All a Matter of Perspective

Life offers us many simple pleasures. Some are classically considered, like the sound of rain on the roof or a well-brewed cup of tea, but others are a little more unique to the digital age, like being able to trek into the wild country of random movies. Though not every movie is worth writing home about (or finishing), there can be some unexpected treasures.

It’s been a while since I’ve seen a movie that really stirred my imagination—not just something whimsical, but something that pulls on your sleeve and asks you to stop and think about it for more than a few minutes. More common are the ones that unwind for a few dragging minutes before you turn to your companion and realize that they were, at that very moment, about to turn to you and ask if there’s something, anything else to watch. While those are better than the ones that send you scrambling, falling off the couch to find the remote to turn it off, they’re still quite a disappointment. So my hopes were not high when I started watching Patema Inverted directed by Yasuhiro Yoshiura. My sister and I had tried one Japanese animation movie first that evening with no success (it was the third installment of a story that was a video game and then a short television series first—no way to have known). I had seen a preview for Patema Inverted a few weeks before, and when we saw it on the shelf at our local movie rental store, we figured we’d give it a shot.

I expected it to be bizarre, but this isn’t typically a drawback for me. The story centers on two main characters from very different worlds. Patema is a girl who lives in an urban maze of subterranean buildings and tunnels, relics of an old world. She and a few other brave explorers suit up in heavy gear each day to search the ruins in hopes of finding food and other supplies for their community. Age, a boy who lives on the surface, spends his days in colorless classrooms where the students are taught to be orderly, to not ask questions, and to not look at the sky. A catastrophe caused by what would have been an enormous scientific breakthrough shifted the world’s gravity, causing half of the people, houses, and everything else to fall into the sky. These people, deemed “sinners” by those left behind, were abandoned to their fate.

Though he has been taught to never look up, Age is doing just that when Patema tumbles down a deep chasm and saves herself from falling into the great abyss of the sky by grabbing on to a fence. Age saves her by pulling her down and holding on. Not only are their worlds separated by culture and location, but by opposite gravities as well. While Age is what we would consider upright, Patema is upside-down. While Patema and Age navigate his world together and avoid those who want to destroy her, they start to define the vague shapes of history and discover the truth of what really happened that split their world so radically.


            Stylistically, the movie is lovely. Sweeping panoramas of starry skies and cloud-brushed afternoons are commonplace, and the ways that the film explores what the world would look like upside down are clever and sometimes mind-boggling. One of the most charming moments shows Patema peering down from the top of a doorway into the sky swirling below her. The story takes the concept of perspective and creates a narrative that is fundamentally based on it. It visibly changes how a person sees the world and offers a relationship where the boy must literally choose to not let go of the girl. While the premise seems simple—everything looks different from someone else’s perspective—the movie is anything but simple.
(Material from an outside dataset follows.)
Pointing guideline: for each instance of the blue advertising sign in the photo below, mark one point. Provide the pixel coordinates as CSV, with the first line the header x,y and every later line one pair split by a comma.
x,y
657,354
Each character’s understanding of the world and their personal motivations are linked to how they see the world, and when they meet someone who sees it differently, then they must make some decisions about what they believe is true. I won’t give away the twists, but I will say that after the end credits started to roll, I had to pull out a piece of paper to do a bit of diagramming. Even the audience’s “perspective” is challenged by the ending.



            Patema Inverted is a beautifully produced animated film, and it utilizes the medium to create a story that is thoughtful and quietly profound without losing a sense of lightness. When I first heard the concept, I did wonder, How can they really do a whole movie with the main characters flipped like that? It must have certainly been a challenge for the writers, but it created an intriguing bit of storytelling and artistic arrangements.


If you’re like me and willing to give a random movie a try, do try this one. I found it to be a treasure. If nothing else, it reminded me that there are still good stories being told everywhere!